The reorganization indicates that the SGP regression with inner product kernel essentially gives a polynomial model of the descriptors. Denote nd as the descriptor dimension. The reorganized mean prediction has both the β size and the computational cost as \(O({n}_{d}^{\xi })\). While the reorganized variance prediction has both the γ size and the computational cost as \(O({n}_{d}^{2\xi })\). By the reorganization, both the mean and variance predictions become independent of the training set and get rid of the linear scaling with respect to training size. Here, we choose ξ = 2 for the mean prediction, because (1) it is shown19 that ξ = 2 has a significant improvement of likelihood compared to ξ = 1, while the improvement of ξ > 2 is marginal; and (2) higher order requires a much larger memory for β tensor, and the evaluation of Eq. (6) is much costlier than ξ = 2.

From Eq. (8) we see that the variance has twice the polynomial degree of that for the mean prediction. For example, when ξ = 2, the mean prediction is a quadratic model while the variance is a quartic model of descriptors. For computational efficiency, in this work we use Vξ=1 for variance prediction. Vξ=1 is not the exact variance of our mean prediction εξ=2, but an approximation using the same hyperparameters as Vξ=2. It has a strong correlation with the exact variance Vξ=2 as shown in Supplementary Fig. 155. Especially, the correlation coefficients between Vξ=1 and higher powers are close to 1.0, the perfect linear relation, even with a training size of 200 frames. This indicates that uncertainty quantification with Vξ=1 is able to recognize discrepancies between different configurations as well as Vξ=2. Specifically, atomic environments with higher Vξ=2 uncertainties will also be assigned higher Vξ=1 uncertainties than others. It is then justified that Vξ=1 can be used as a strongly correlated but much cheaper approximation of Vξ=2.

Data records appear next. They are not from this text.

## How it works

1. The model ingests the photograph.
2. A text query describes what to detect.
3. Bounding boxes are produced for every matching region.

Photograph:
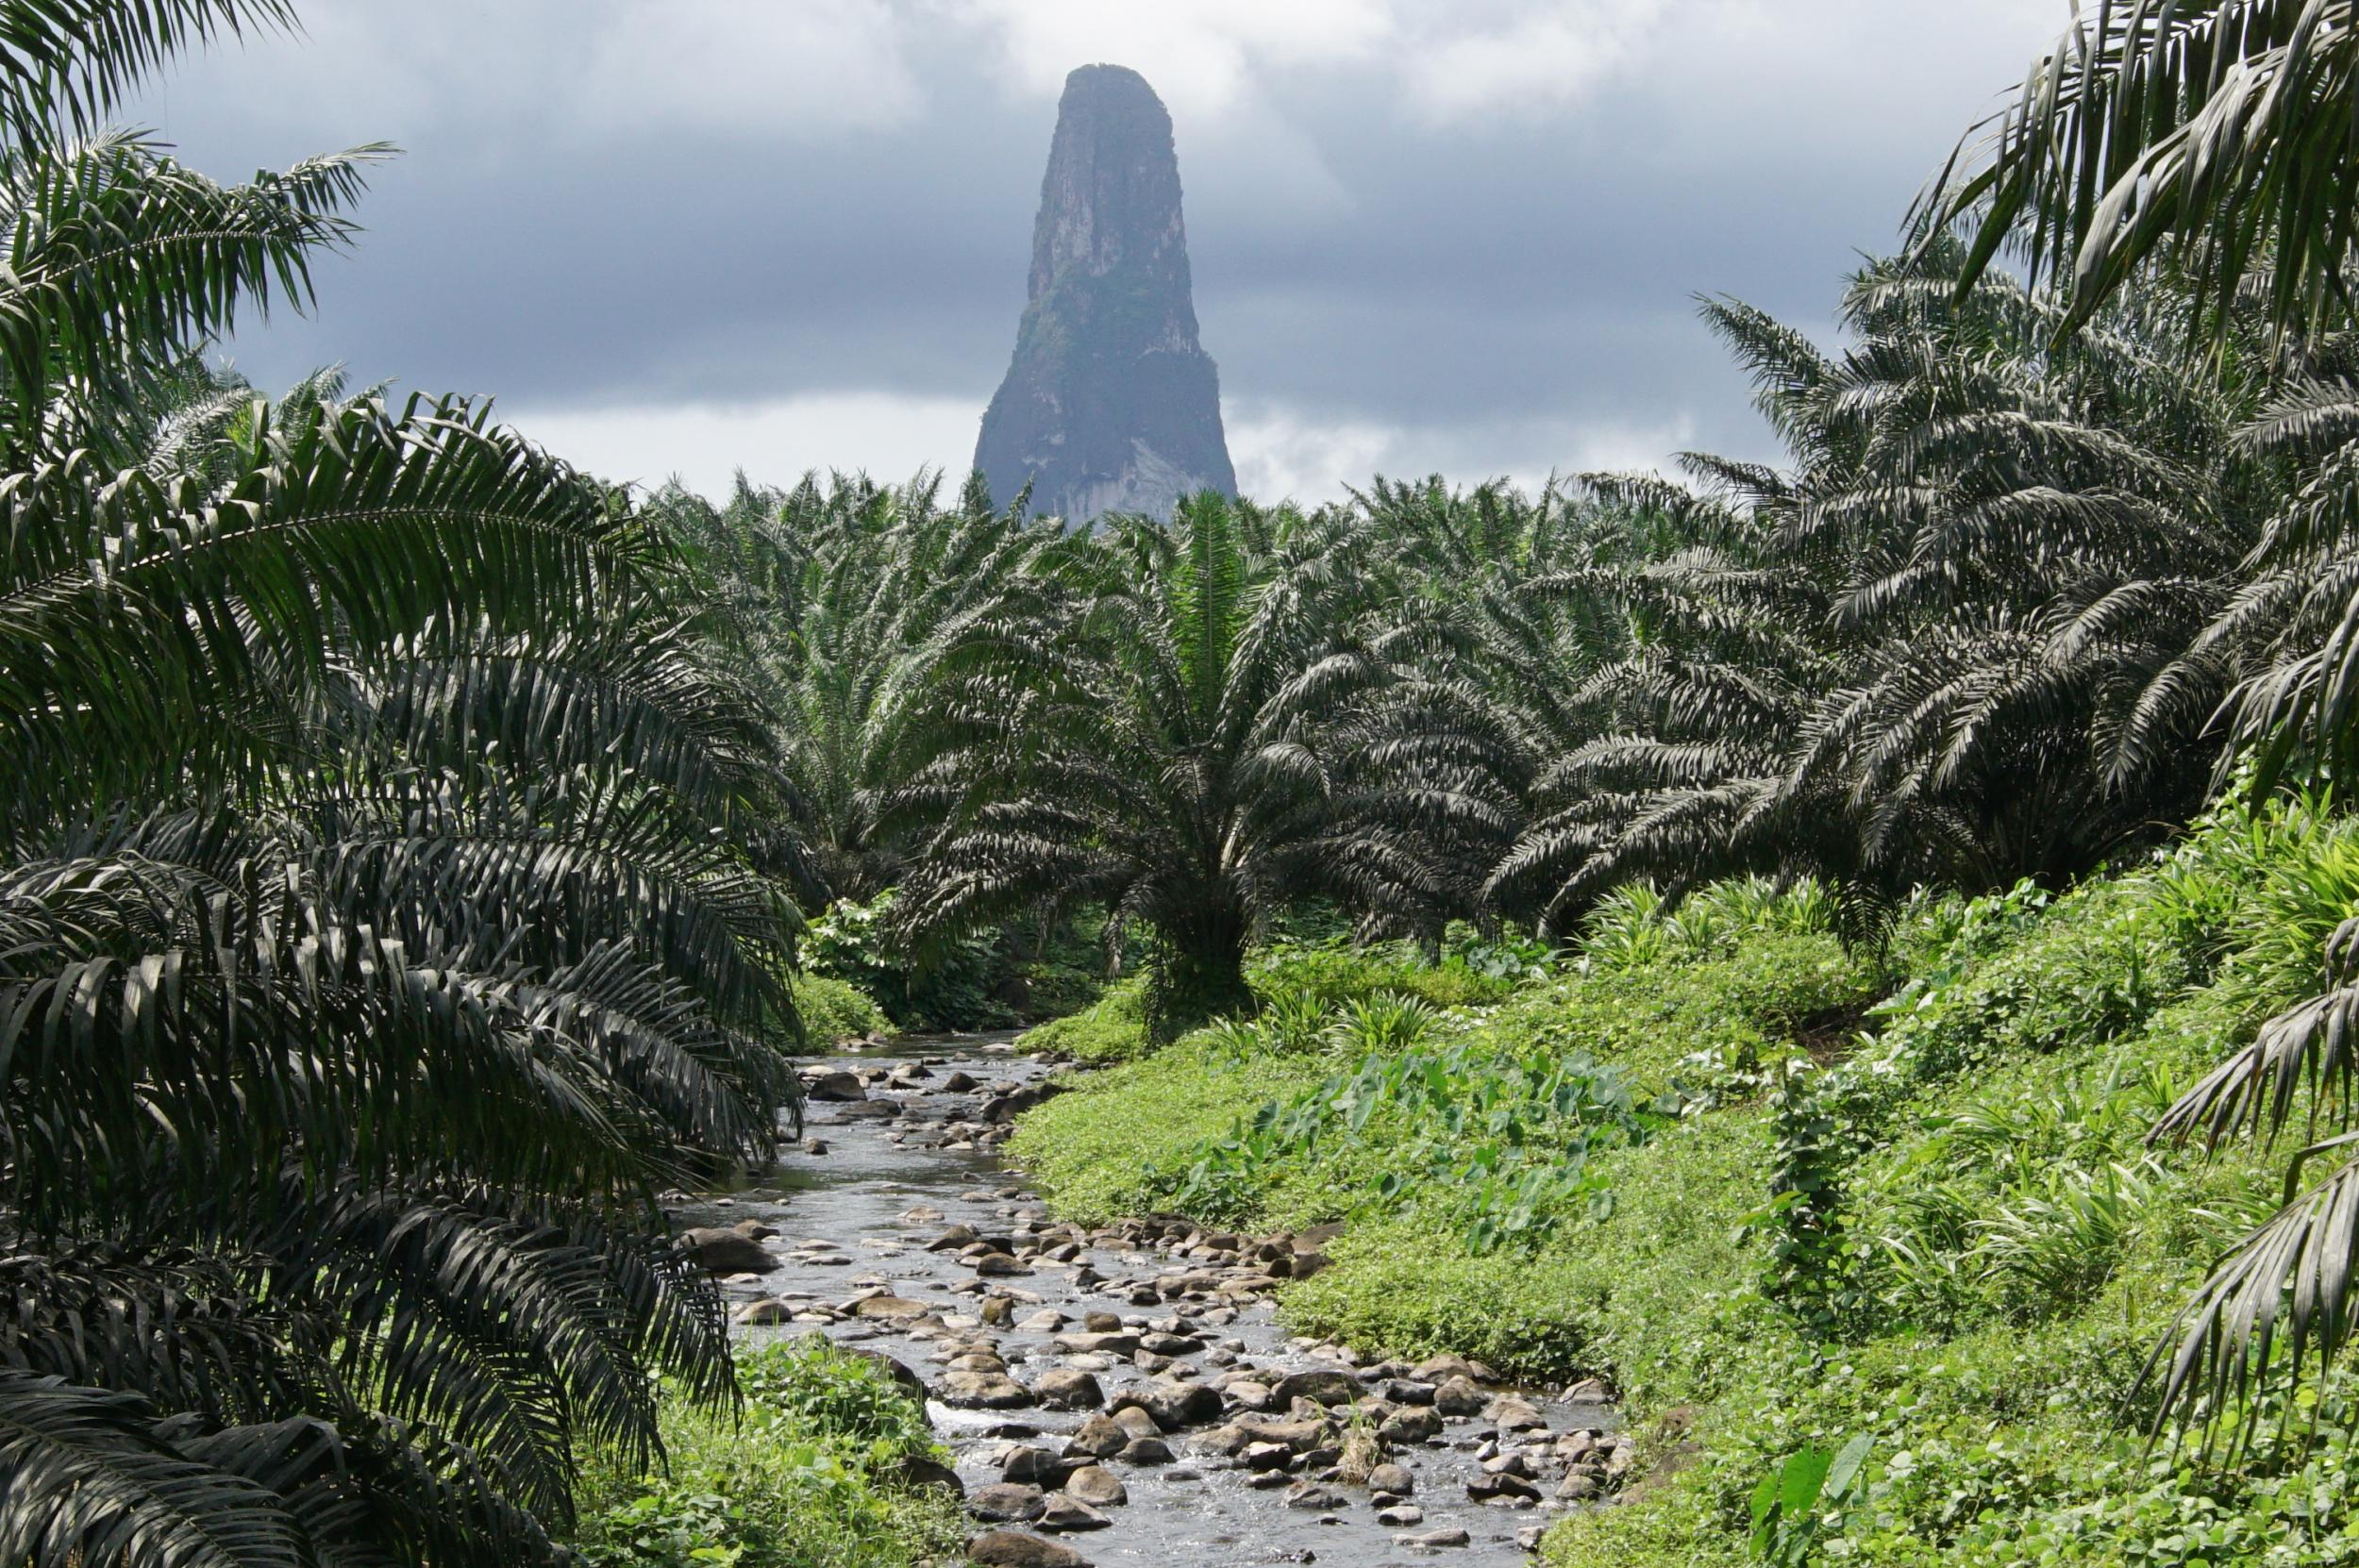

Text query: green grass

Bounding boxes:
[1009,808,2359,1564]
[571,1338,964,1568]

To summarize, we use εξ=2 and Vξ=1 for mean and variance predictions respectively, where both are quadratic models with respect to the descriptors. During the on-the-fly active learning, every time the training set is updated by the new DFT data, the β and γ matrices are computed from training data descriptors and stored as coefficient files. In LAMMPS MD, the quadratic models are evaluated to make predictions for energy, forces, stress and uncertainty of the configurations.